Apache Kylin (Kirin)

Why Kylin?

       Hadoop to help us solve the mass data storage.

       Early use Hadoop MapReduce computation model, and too slow, can only do offline computing, real-time calculation can not be done with iterative calculation.

       Spark came into being, and promote the development of the Scala language, MapReduce computation model Spark enhance the performance model to calculate the number of times than Hadoop's MapReduce.

       In today's enterprise development, daily incremental data is in the hundreds MB, G is a unit of growth, in the face of such a large scale of data growth, and affect all aspects of operating costs, hardware costs, lower response speed, Spark enough to choke.

       In this case, companies are generally divided into the query ad hoc queries and custom queries.

       Ad hoc query: Hive, SparkSQL and other OLAP engine, while reducing the difficulty of data analysis to some extent, but they are only used for the scene ad hoc queries, the advantage is that users according to their needs, custom, flexible options for query, and ordinary biggest difference is that the common queries based on query custom application development query, but with the growth of data volume and complexity of the calculation, the response data can not be guaranteed .

       Real-time query: in most cases is to make real-time response to user operations, Hive query engine and so difficult to meet real-time queries, generally only on the data in the database to extract the calculation, then the result is stored in a relational database such as MySQL , finally provided to the user query, with increasing mass data back, at great cost in this way .

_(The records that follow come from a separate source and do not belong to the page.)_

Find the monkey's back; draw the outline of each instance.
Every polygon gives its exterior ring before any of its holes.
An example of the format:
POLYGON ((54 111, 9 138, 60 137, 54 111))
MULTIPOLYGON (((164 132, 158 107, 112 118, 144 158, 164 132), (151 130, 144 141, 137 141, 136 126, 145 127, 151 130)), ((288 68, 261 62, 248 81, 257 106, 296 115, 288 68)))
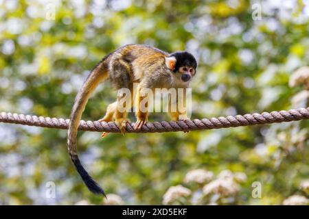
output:
POLYGON ((168 53, 144 44, 122 47, 106 57, 108 75, 112 83, 119 89, 130 87, 133 81, 139 81, 146 74, 152 74, 164 66, 168 53))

       Kylin different from the Hive and other large-scale parallel processing architecture, Kylin is pre-computed model, we define in advance the dimension of good inquiries, Kylin will help us to calculate and store the results to Hbase, when we go and query massive data analysis, provide sub-second returns.

       Kylin obviously uses a space for time strategy , first defined the various fields to cross-check these data into the database query good when we went to inquire at this time the amount of data is also less, if the query statements and pre-calculated is the same, so it can be returned directly, so Kylin queries quickly.

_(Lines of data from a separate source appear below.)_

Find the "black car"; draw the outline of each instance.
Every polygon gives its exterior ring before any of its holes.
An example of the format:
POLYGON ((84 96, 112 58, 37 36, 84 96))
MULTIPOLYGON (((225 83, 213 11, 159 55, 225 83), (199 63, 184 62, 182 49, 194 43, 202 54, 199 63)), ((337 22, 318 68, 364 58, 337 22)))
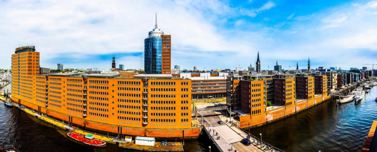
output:
POLYGON ((241 143, 246 146, 249 146, 251 144, 251 142, 248 138, 245 138, 241 140, 241 143))

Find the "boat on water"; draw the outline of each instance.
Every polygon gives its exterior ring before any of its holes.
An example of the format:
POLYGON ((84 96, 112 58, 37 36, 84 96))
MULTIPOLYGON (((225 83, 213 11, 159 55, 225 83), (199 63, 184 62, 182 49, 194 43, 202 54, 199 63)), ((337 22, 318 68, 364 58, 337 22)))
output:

       Before reading the following, please read: https://blog.csdn.net/Su_Levi_Wei/article/details/89501304

 

What is Kylin?

       Apache Kylin (Extend OLAP Engine For Big Data) Chinese unicorn named, is an important member of the Hadoop ecosystem, it is an open source distributed analysis engine, originally developed by eBay, provides a SQL query interface on top of Hadoop and multidimensional analysis (OLAP) capabilities to support high concurrent processing of large-scale mass data TB to PB level, the ability to query a huge table in the Hive sub-second.

       Kylin in October 2014 at Github open source, in November 2014 joined Apache, 2015 Nian 11 Yue become a top-level project, is the first complete top-level Apache project developed by the design team in China, in March 2016 established the core developers Kylin Kyligence company to promote the development of projects and communities.

Cube & Cuboid

       Cube can be said that the core of Kylin, Kylin is by building Cube, thus achieving sub-second searching of huge amounts of data.

       Before building the Cube, the first data warehouse design and architecture, and to determine good to analyze the dimensions and metrics (measures), in accordance with defined dimensions and metrics (metric) you can build a Cube.

       Cube is a combination of all of the dimensions for a given data model, is calculated.

       For N dimensions, the possibility of a combined total of 2 to the power N for each combination of dimensions, the index (metric) is calculated to make the polymerization.

       Wherein each combination of dimensions called Cubeid, a value Cubeid contains all of the metrics in a particular dimension combinations.

       Below, it is a four-dimensional Cube build process.

       Suppose the sales data set on a point, wherein the dimensions include time, commodity, location, supplier four dimensions, sales indicators, then there are four combinations of all dimensions of the power of 2, just under the corresponding FIG.

       If you calculate in advance, so even when writing SQL table operation, and it would come out the results.

 

Cube & Cuboid build process

Kylin's core idea is pre-calculated, that is multi-dimensional analysis of indicators might be used (metric) is calculated, and the calculated results are saved as Cube, when for inquiries, direct access, aggregation operation to highly complex, multi-table joins and other operations is expected to translate into the results of the query count, which determines the ability of Kylin able to have a good fast queries and high concurrency.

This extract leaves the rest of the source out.